Regulation of kainate-type glutamate receptors by auxiliary subunits

辅助亚基对红藻氨酸型谷氨酸受体的调节

• 批准号: 8891582
• 负责人: JANET L FISHER
• 金额: $ 6.68万
• 依托单位: UNIVERSITY OF SOUTH CAROLINA AT COLUMBIA
• 依托单位国家: 美国
• 财政年份: 2015
• 资助国家: 美国
• 起止时间: 2015-02-01 至 2017-01-31
• 项目状态: 已结题
• 来源: https://reporter.nih.gov/project-details/8891582
• 关键词: AMPA Receptors; Amino Acids; Brain; Characteristics; Dependence; Development; Epilepsy; Family; Glutamate Receptor; Glutamates; Goals; Hippocampus (Brain); Individual; Kainic Acid Receptors; Kinetics; Learning; Link; Location; N-Methyl-D-Aspartate Receptors; Names; Nerve Degeneration; Neuraxis; Neurons; Neuropilins; Pain; Pattern; Physiological; Play; Point Mutation; Population; Production; Property; Proteins; Recombinants; Regulation; Role; Site; Site-Directed Mutagenesis; Structure; Surface; Synapses; Temporal Lobe Epilepsy; Variant; Work; base; desensitization; insight; kainate; member; nervous system disorder; neuronal excitability; neurotransmission; neurotransmitter release; novel strategies; public health relevance; receptor; response; voltage; voltage gated channel

 DESCRIPTION (provided by applicant): The ionotropic glutamate receptors are responsible for fast excitatory neurotransmission in the mammalian brain. There are three types of ionotropic glutamate receptors, named the AMPA, NMDA and kainate receptors. Kainate-type glutamate receptors are found in both pre- and post-synaptic locations, where they regulate neurotransmitter release and increase neuronal excitability. Dysregulation of kainate receptors has been linked to a variety of neurological disorders. In particular, abnormal expression patterns of these receptors may contribute to hyperexcitability of the hippocampus in temporal lobe epilepsy. The kainate receptors are tetrameric in structure, composed from a combination of five different pore-forming subunits (GluK1-GluK5). In addition, the kainate receptors can be regulated by co-assembly with the auxiliary subunits Neto1 and Neto2. Both the pore-forming and auxiliary subunits show distinct patterns of expression throughout the brain and may be regulated throughout development and in response to pathological conditions. The goal of this work is to determine the functional impact of subunit-specific interactions between pore-forming and auxiliary subunits, in order to predict the characteristics of neuronal receptors. In addition, we will use chimeric subunits and site-directed mutagenesis to determine the structural differences between the Neto1 and Neto2 subunits that give rise to their distinct functional effects. The results of this work will illuminate the roles that auxiliary subunits play in the regulation of excitatory neurotransmission and will suggest novel approaches for the treatment of neurological disorders through the targeted regulation of specific receptor populations.

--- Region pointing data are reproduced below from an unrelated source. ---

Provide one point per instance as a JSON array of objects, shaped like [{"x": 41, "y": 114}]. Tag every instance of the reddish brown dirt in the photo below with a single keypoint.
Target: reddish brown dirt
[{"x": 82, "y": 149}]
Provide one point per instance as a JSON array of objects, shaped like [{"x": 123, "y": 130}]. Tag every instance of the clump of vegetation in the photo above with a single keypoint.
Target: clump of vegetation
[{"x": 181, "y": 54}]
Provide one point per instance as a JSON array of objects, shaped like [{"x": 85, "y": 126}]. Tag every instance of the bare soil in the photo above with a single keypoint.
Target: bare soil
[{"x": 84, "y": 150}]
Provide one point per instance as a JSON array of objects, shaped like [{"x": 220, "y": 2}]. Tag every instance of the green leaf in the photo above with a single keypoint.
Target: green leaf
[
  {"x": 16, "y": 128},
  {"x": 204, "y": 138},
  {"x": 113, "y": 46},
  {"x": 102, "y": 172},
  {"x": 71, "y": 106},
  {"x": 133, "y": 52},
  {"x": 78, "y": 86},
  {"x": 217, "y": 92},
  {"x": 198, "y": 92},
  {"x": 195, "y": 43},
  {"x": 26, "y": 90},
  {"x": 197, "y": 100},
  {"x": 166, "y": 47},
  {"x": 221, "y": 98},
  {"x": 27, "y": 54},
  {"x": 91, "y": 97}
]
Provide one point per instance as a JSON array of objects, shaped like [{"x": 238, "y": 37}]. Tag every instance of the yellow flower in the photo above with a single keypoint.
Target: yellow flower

 描述（由申请人提供）：离子型谷氨酸受体负责哺乳动物大脑中的快速兴奋性神经传递。有三种类型的离子型谷氨酸受体，命名为AMPA，NMDA和红藻氨酸受体。红藻氨酸盐型谷氨酸受体存在于突触前和突触后位置，在那里它们调节神经递质释放并增加神经元兴奋性。红藻氨酸受体的失调与多种神经系统疾病有关。特别是，这些受体的异常表达模式可能有助于颞叶癫痫的海马过度兴奋。红藻氨酸受体是四聚体结构，由五个不同的孔形成亚基（GluK 1-GluK 5）的组合组成。此外，红藻氨酸受体可以通过与辅助亚基Neto 1和Neto 2共组装来调节。孔形成亚基和辅助亚基在整个大脑中显示出不同的表达模式，并且可以在整个发育过程中以及响应于病理条件而受到调节。这项工作的目标是确定孔形成和辅助亚基之间的亚基特异性相互作用的功能影响，以预测神经元受体的特征。此外，本发明还提供了一种方法， 我们将使用嵌合亚基和定点诱变来确定Neto 1和Neto 2亚基之间的结构差异，这些结构差异引起它们不同的功能效应。这项工作的结果将阐明辅助亚基在兴奋性神经传递调节中所发挥的作用，并将提出通过靶向调节特定受体群体来治疗神经系统疾病的新方法。